DIY BHA Toner/Gel Formulation: pH, Compatibility, and Ingredients

Asked by: khunchinz On: September 13, 2018 Product Type: Cosmetics

Question

I have questions regarding a DIY BHA toner/gel formulation. Please provide knowledge on the following:

  1. pH Measurement: Is using litmus paper sufficient for measuring pH in DIY formulations, especially for exfoliants like AHA?
  2. Ingredient Compatibility: Will adding ingredients with a pH of 4-6 to a BHA Toner with a pH of 3-4 negatively affect the active ingredients?
  3. Specific Formula Questions:
    • Can the following BHA gel formula generally be mixed?
      • Water Phase: TaraGel™, Satin Cream Maker, Dipotassium Glycyrrhizate, Calcium Pantothenate, NaturePreserve™/Gluconolactone
      • Oil Phase: Salicylic Acid, Isopentyldiol, Oleanolic acid
    • What percentage of Isopentyldiol should be used to dissolve 1% Oleanolic acid?
    • Is a pH of 3-4 suitable for this specific formula?

Answer

Knowledge on Adding Ingredients to BHA Toner

Here are the answers to your questions based on the information provided:

  1. Is litmus paper sufficient for measuring pH in DIY formulations, especially for exfoliants?

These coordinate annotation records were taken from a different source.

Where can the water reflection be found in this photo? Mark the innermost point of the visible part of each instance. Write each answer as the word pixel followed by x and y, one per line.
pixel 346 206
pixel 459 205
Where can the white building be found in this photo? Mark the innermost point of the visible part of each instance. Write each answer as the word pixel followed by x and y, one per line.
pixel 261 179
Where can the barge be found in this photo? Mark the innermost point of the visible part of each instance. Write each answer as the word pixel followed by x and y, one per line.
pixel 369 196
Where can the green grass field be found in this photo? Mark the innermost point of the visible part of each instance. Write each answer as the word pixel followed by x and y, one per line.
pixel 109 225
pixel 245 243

    • For DIY purposes, using litmus paper is sufficient as it helps you determine the approximate pH range of your formulation. This is generally adequate for basic checks to ensure the pH is within a suitable range for your ingredients.
    • Regarding exfoliants, some like AHA are pH-dependent and require an acidic pH to be effective. However, other exfoliants might be pH-independent and work regardless of the pH.
  2. Will adding ingredients with pH 4-6 to a BHA Toner with pH 3-4 negatively affect the active ingredients?

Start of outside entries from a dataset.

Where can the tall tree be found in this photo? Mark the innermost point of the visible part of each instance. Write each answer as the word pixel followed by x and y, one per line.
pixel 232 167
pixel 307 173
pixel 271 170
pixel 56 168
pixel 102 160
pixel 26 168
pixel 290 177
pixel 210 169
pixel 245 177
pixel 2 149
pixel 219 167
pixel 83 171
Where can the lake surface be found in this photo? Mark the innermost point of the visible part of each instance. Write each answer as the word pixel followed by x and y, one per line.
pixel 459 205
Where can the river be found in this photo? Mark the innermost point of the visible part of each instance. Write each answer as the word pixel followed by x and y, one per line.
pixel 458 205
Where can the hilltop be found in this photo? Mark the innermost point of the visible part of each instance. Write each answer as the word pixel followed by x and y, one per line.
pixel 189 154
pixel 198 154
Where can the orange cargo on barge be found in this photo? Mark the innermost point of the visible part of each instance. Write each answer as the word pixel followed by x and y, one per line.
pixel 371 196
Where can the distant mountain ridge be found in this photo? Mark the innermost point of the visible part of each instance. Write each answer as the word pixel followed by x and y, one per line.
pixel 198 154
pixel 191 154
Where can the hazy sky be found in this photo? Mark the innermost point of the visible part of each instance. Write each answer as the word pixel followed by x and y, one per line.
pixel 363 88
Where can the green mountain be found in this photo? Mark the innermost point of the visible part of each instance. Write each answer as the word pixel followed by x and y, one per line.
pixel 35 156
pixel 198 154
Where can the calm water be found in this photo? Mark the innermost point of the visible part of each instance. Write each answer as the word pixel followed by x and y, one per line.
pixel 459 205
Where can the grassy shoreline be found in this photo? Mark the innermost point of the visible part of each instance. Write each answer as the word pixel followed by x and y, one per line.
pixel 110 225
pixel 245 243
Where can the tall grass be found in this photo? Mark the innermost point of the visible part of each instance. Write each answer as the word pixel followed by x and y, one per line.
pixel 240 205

    • Generally, most active ingredients in cosmetic formulations are stable and function well within a pH range of approximately 3.5-6.5.
    • Adding ingredients with a pH in the range of 4-6 to a BHA Toner with a pH of around 3-4 is typically acceptable and unlikely to cause rapid or significant degradation of the active ingredients. While the pH of the added ingredients might differ slightly, the final pH of the combined formula will settle into a range suitable for BHA (usually 3-4 for efficacy and skin penetration), and most other active ingredients should remain stable within this range.
    • Stability issues usually become pronounced when the pH is significantly below 3 or above 7.5, where most ingredients can degrade more quickly.
  3. Can the provided BHA gel formula be mixed, and what percentage of Isopentyldiol should be used to dissolve Oleanolic acid?

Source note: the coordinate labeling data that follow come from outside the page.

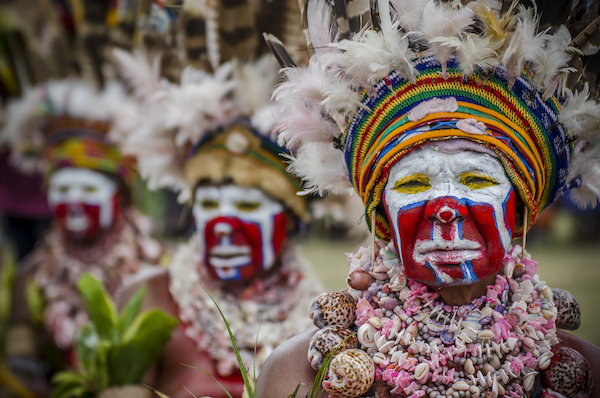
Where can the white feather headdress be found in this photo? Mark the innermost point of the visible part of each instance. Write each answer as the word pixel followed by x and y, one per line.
pixel 320 100
pixel 26 117
pixel 177 116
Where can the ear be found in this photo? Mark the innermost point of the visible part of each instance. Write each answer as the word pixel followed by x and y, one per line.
pixel 292 222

    • The formula you provided can generally be mixed. However, some ingredients are electrolytes (such as Dipotassium Glycyrrhizate, Calcium Pantothenate, NaturePreserve™/Gluconolactone) which can make gelling or emulsification more challenging, especially with lower percentages of Satin Cream Maker and TaraGel.
    • Recommended adjustments based on staff advice:
      • It is recommended to increase the percentage of Satin Cream Maker to 1.2% and TaraGel™ to 0.5-0.6% to improve the stability and gelling properties of the formula.
      • Mixing procedure: Hydrate TaraGel™ in the water phase first, and then add Satin Cream Maker.
    • Percentage of Isopentyldiol for dissolving Oleanolic acid:
      • The staff suggests that using Isopentyldiol at 5% should be sufficient to dissolve 1% Oleanolic acid.
      • However, this is a separate mixing step. It is recommended to gradually add Oleanolic acid to 5% Isopentyldiol and observe if it dissolves completely. If not, gradually increase the percentage of Isopentyldiol until the Oleanolic acid is fully dissolved. Use the minimum amount necessary for complete dissolution.
    • pH 3-4 for this formula: A pH of around 3-4 is considered suitable for a formula containing BHA (Salicylic Acid) to ensure its effectiveness, and most other active ingredients in this formula should be stable within this pH range.

Hope this information is helpful for your DIY BHA Toner/Gel formulation.